Toss this one out on this side of the pond. From Copenhagenize.
""...The model American male devotes more than 1,600 hours a year to his car. He sits in it while it goes and while it stands idling. He parks it and searches for it. He earns the money to put down on it and to meet the monthly installments. He works to pay for gasoline, tolls, insurance, taxes, and tickets. He spends four of his sixteen waking hours on the road or gathering his resources for it.
The model American puts in 1,600 hours to get 7,500 miles: less than five miles per hour. In countries deprived of a transportation industry, people manage to do the same, walking wherever they want to go, and they allocate only 3 to 8 per cent of their society’s time budget to traffic instead of 28 per cent. What distinguishes the traffic in rich countries from the traffic in poor countries is not more mileage per hour of life-time for the majority, but more hours of compulsory consumption of high doses of energy, packaged and unequally distributed by the transportation industry..."
Of course, its easy for those snooty Europeans (who, as a snooty American, I usually agree with) to ignore the profound changes that occurred in the U.S. since the building of that first suburb, Levittown. We sprawled and they didn't. It made sense to most people back then. It only dawned on (a few) Americans as the century wore on, OPEC started tightening the screws, and more folks read corollaries of Hubbert's paper on Peak Oil (here is a second link) that this lifestyle is not sustainable over the long haul.
But frankly, most Americans still lull themselves into thinking that somehow we can just keep feeding gas into Old Belchfire and do so without negative consequences to the environment or our balance of trade. How else can you explain the evolution of modern cars? Modern family cars and Shopping-Utility Vehicles can almost match the acceleration of '60's muscle cars. A zero to sixty time of 10 sec. is considered unacceptably slow in Consumer Reports. We traded environment-friendly fuel efficiency for ego-boosting raw power.
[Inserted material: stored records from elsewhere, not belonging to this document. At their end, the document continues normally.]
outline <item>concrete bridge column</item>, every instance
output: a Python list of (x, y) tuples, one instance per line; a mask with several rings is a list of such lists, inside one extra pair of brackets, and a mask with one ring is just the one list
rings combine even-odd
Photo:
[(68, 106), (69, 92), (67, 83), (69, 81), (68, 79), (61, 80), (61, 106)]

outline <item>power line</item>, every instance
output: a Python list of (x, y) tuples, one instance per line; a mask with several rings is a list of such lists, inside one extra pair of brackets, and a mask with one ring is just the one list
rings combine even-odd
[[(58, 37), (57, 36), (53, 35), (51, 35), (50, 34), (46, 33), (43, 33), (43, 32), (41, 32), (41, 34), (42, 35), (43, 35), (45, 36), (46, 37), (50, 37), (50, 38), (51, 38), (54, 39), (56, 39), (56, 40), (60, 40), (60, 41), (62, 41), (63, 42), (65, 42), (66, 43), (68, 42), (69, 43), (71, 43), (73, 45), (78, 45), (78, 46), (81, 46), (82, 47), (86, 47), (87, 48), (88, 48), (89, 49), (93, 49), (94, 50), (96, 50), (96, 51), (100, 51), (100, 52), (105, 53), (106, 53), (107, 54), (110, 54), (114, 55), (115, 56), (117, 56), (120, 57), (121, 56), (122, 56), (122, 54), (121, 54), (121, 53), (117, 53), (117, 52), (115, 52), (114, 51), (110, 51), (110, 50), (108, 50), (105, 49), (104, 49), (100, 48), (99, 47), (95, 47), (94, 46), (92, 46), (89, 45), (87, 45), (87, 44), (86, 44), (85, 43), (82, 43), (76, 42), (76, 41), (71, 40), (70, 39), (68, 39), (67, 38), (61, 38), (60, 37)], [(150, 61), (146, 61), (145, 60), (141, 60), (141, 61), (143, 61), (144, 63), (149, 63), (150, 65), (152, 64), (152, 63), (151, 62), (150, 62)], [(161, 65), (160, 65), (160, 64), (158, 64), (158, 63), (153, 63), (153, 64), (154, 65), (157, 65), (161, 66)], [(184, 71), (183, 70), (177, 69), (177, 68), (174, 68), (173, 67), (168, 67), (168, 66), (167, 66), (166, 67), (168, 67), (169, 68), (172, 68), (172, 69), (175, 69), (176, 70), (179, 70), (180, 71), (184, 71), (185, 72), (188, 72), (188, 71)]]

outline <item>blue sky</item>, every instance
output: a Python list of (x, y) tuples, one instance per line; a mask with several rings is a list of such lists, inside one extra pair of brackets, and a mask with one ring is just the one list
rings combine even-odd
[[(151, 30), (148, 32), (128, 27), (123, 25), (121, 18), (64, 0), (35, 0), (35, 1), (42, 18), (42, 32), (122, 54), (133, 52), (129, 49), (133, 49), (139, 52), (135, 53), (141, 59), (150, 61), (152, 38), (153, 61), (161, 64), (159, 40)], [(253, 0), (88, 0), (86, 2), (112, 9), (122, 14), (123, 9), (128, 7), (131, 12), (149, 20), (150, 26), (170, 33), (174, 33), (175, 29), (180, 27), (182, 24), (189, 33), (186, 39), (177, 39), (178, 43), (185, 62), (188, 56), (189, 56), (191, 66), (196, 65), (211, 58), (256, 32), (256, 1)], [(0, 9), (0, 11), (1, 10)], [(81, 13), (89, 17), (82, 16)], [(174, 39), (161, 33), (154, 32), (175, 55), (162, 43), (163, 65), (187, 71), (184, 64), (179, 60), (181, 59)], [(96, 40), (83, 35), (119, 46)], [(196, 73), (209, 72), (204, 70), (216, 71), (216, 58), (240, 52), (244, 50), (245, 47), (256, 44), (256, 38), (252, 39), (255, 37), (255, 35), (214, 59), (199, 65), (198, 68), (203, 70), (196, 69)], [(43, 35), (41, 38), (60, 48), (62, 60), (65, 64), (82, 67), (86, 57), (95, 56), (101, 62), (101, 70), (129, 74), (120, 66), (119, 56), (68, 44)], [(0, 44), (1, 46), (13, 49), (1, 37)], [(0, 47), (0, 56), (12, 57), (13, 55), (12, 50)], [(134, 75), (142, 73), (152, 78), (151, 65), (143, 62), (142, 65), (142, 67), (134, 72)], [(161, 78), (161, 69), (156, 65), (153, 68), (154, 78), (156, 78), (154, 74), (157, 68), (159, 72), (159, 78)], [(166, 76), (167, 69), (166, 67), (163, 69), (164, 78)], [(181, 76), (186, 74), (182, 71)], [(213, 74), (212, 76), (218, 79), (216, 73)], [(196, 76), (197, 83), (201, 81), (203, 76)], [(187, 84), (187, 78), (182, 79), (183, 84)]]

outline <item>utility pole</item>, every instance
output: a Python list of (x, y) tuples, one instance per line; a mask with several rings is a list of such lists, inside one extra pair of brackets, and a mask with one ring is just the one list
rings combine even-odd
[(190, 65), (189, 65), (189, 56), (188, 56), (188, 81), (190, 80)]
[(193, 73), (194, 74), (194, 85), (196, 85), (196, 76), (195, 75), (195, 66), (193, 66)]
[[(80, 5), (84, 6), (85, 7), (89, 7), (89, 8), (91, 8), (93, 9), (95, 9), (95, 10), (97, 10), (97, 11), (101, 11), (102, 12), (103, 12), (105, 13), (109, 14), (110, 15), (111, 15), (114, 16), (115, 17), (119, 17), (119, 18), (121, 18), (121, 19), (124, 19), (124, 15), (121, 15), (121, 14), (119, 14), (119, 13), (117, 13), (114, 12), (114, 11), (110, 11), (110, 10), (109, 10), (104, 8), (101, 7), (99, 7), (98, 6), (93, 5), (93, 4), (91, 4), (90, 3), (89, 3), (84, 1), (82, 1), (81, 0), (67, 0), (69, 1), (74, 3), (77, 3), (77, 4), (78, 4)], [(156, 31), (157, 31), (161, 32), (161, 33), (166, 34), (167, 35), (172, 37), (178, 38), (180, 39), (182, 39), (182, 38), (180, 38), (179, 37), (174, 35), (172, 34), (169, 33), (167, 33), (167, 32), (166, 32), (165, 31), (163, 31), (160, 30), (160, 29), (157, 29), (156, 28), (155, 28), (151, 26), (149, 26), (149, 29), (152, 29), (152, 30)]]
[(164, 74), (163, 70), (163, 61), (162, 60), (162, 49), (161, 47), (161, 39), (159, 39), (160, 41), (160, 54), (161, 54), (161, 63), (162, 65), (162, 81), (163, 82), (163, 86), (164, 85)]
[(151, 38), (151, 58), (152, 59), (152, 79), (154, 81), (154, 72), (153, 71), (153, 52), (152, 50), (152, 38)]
But the financial and energy costs of car+oil dependence discussed in the Copenhagenize blog are pretty accurate-and getting more troublesome all the time. I did those same calculations a decade ago in Honolulu and they were pretty much the same, corrected for inflation. So while our love affair with the car paid the salaries of a lot of auto workers and "drove" the U.S. economy, even that is moot as much of the auto industry has gone elsewhere. Nowdays, auto-dependence helps fuel the national debt.
The handwriting is on the wall. The One Mile Solution is the least we can do on the short term. Over the long term, anyone who fantasizes about continued car-dependence as we know it is living in a dream world. Those who start replacing short car trips with non-auto trips right now will at least have a leg up on the rest of Americans in thinking about how to adjust to an oil-frugal world.
Life is more complex than a blog post, but one cannot ignore reality.The reality is, change will be hard. We better get started on it pretty soon.
4 comments:
"Life is more complicated than a blog post."
Indeed it is. If it were not, Andy Cline would not need to tout "the one mile solution" and motorists would not be driving out to their mailboxes to pick up the mail.
Sometime back, somebody on, I think the ICEBIKE list, mentioned a friend who had installed a device that counted total time his car's engine ran. When he sold the car, he divided the odometer by this device's reading: 17 MPH. That included plenty of highway miles.
I spent an entire day off the hill last week getting the car worked on. Need to go back for another round.
My friend John Goody in Honolulu often quips that a good carpenter has more than one tool in his tool box. For if all one has is a hammer, everything starts to look like a nail.
The One Mile Solution is in keeping with Mr. Goody's thoughts.